New Yorker writer Vinson Cunningham looks for what binds us as Americans

At a time when so much seems to divide Americans, New Yorker staff writer Vinson Cunningham looks for the forces bringing people together, but as a cultural critic, he said, he wants people to disagree with him.

The lamest thing you can hear, especially as a critic, is ‘Yeah, you hit it right on the head,’” Cunningham explained at a Nov. 9 Pierson College Tea. Cunningham answered questions from students and Pierson Head of College Stephen Davis, sitting before a packed room of over 50 people. In a wide-reaching conversation about cultural criticism, Cunningham shared his vision of finding a common thread to bring people together. The talk was sponsored by the Poynter Fellowship in Journalism.

In the past, Cunningham said, there were shared texts — most notably, the Bible — that helped people understand each other. “There was a playing field on which they carried out their occasional skirmishes,” he explained.

Photo of Vinson Cunningham
Vinson Cunningham

In his work, Cunningham said, he looks beyond text to see what binds us. He also ponders art and images. His most recent piece published in The New Yorker is an essay about “the politics of looking at Barack Obama.” The photographs he examined, now compiled in a book by the Obama White House’s chief photographer, may not be considered art, said Cunningham, but he aimed to give them a value and a meaning that can be grasped by many.

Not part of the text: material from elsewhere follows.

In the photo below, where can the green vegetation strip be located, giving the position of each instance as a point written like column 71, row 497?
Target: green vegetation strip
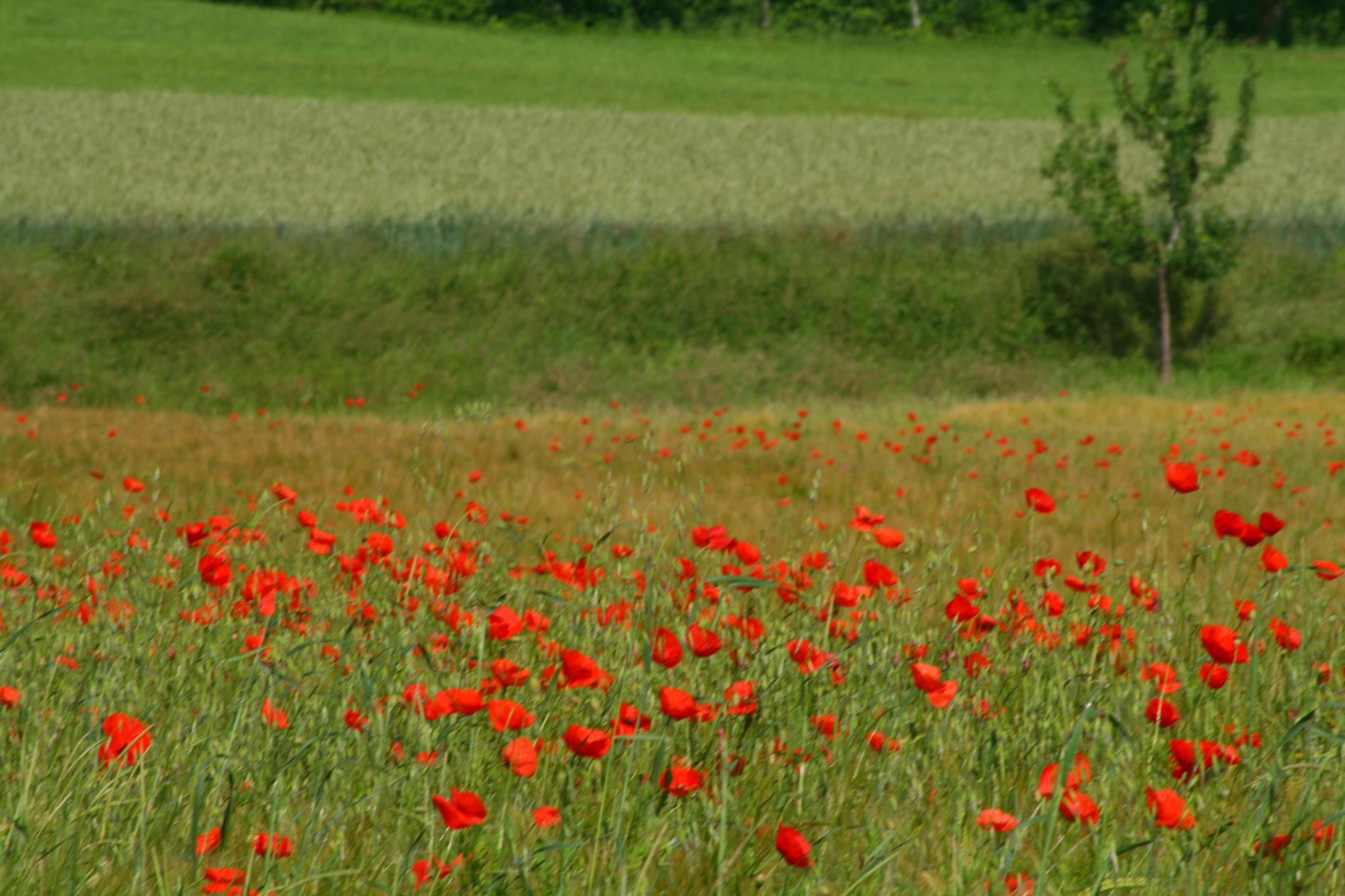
column 185, row 45
column 214, row 159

For Cunningham, sports offer a rare glimpse into the communal American psyche. Not everyone likes sports or even knows something about them, he noted, but “You can show them this, and they wonder: How can a human being do that? There’s a shared sense of awe. It’s also easy to see what’s at stake.”

In a recent article, Cunningham discussed how an injury brought together NBA stars Lebron James and Kyrie Irving. “No matter who you are in the NBA, if you break your leg and you can’t play again — everyone knows what that means. It’s over,” Cunningham said, adding that understanding creates a “shared narrative of woe.” Cunningham said he thinks America “is very good at masking those common stakes,” by using markers of identity — race, class, gender — to make people think they lack a shared destiny with their fellow Americans.

A student in the audience asked Cunningham about his favorite authors. Cunningham named poet and novelist Jean Toomer and said he was thrilled to visit Toomer’s papers in Yale’s Beinecke Rare Book and Manuscript Library before his talk. “I think he understood better than most writers how made up America is,” Cunningham explained.

Cunningham also discussed his time as a staff writer at The New Yorker, a position he’s held for a year now. “It’s not like any other job I’ve ever had,” he said. He was surprised to find that most staff writers spend very little time at the office. “Some writers of certain tenure have offices there which exist as repositories for books and piles of mail,” he said, adding that he usually only goes to the office when he’s about to publish a piece. He said working with the fact checkers and copy editors is “one of the joys when closing a piece.”

Near the end of his talk, he described his experience engaging with unpopular opinions. It’s exciting, Cunningham said, “to say something that you’re not even sure if you agree with.” It’s not up to him to think about how it will be received by the public, he noted. “My job is to pretend that my opinion, for now, is the only one that matters.” The rest, he said, is up to his editor.